29 Jun

Neophyten

Neophyten

Neophyt bedeutet eigentlich „Neue Pflanze“ und meint all jene Pflanzen, welche seit der Entdeckung Amerikas (1492) und mit dem damit zunehmenden Welthandel absichtlich oder versehentlich in die Schweiz gelangt sind.
Eigentlich verbreiteten sich Pflanzen aber schon immer mit den Menschen. Unser Apfel stammt z.B. ursprünglich aus China und die Römer brachten die Reben und die Kastanie nach Nordeuropa.

Seither haben sich rund 550 Arten in der Schweiz angesiedelt und haben sich gut in die einheimische Flora integriert.
Neophyten im eigentlichen Sinne sind z.B. auch Kulturpflanzen wie Kartoffel, Tomate, Tabak und auch die Rosskastanie.

Einige wenige der neuen Pflanzen verhalten sich aber invasiv, d.h. sie breiten sich stark aus und verdrängen einheimische Pflanzen. Sie haben ein schnelles Wachstum und eine erstaunliche Regenerationsfähigkeit, verändern damit den Lebensraum und nehmen somit einheimischen Pflanzen Platz und Licht.

Sie verbreiten sich auf Brachen und Böschungen von Autobahnen, Bahndämmen, Schutthalden, Deponien, Waldrändern und Bachufern.

Zur Zeit gelten in der Schweiz 41 Arten als schädliche Neophyten.

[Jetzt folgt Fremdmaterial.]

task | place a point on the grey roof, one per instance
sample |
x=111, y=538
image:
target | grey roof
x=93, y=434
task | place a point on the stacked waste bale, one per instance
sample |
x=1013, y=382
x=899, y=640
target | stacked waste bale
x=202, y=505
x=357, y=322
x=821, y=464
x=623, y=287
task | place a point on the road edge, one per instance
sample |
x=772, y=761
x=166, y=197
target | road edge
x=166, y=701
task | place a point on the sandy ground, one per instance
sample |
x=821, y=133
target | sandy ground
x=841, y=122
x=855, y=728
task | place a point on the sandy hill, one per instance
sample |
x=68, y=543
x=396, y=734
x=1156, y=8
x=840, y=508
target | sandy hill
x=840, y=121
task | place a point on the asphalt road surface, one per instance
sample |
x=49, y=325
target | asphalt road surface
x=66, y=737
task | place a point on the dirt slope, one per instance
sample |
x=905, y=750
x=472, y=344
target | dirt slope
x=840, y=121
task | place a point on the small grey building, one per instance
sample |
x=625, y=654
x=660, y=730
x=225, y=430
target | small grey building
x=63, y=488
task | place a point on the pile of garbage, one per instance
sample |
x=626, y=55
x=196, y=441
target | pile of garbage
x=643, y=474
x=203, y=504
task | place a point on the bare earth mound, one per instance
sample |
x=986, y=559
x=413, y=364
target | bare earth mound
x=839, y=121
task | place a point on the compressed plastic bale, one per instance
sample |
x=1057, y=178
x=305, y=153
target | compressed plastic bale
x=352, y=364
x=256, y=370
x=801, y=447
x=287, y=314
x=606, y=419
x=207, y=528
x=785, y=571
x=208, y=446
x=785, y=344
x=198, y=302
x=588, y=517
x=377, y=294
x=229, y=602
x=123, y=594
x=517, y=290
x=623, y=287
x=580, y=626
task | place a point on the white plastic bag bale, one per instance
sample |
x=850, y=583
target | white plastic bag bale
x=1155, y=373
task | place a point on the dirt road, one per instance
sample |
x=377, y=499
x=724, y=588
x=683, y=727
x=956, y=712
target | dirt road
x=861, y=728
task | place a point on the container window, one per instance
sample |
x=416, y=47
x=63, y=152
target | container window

Darunter befinden sich gesundheitsgefärdende Pflanzen wie:
Ambrosia: blühen von Juli bis Oktober und bereiten empfindlichen Menschen starke Asthmaanfälle
Riesenbärenklau: führt bei Kontakten mit der Pflanze zu Hautentzündungen, welche narbig abheilen.
Die meisten Teile des Essigbaum und des Kirschlorbeers sind mehr oder weniger stark giftig

Auch die Infrastruktur leidet unter gewissen Neophyten:
Japanknöterich: wächst aus kleinsten Ritzen, sprengt Mauern und gefährdet Flussuferverbauungen
Götterbaum: wächst durch Asphalt und schädigt so Strassen und andere Infrastruktur

Weit verbreitet waren früher in den Familiengärten die folgenden Pflanzen:
Kanadische oder spätblühende Goldrute: in dichten Beständen verdrängen sie alle lichtliebenden Pflanzen und breiten sich durch Wurzelsprosse und bis zu 12’000 Samen pro Stängel rasend schnell aus.
Sommerflieder: Blüht von Juli bis September und lockt durch seinen Nektar Schmetterlinge und Insekten an. Der Sommerflieder ist aber für die Raupen vieler Schmetterlinge keine geeignete Futterpflanze. Deshalb wirkt er sich negativ auf die Schmetterlingspopulation aus. Mit bis zu 3 Mio Samen pro Strauch ist sein Verbreitungspotential auch ganz enorm.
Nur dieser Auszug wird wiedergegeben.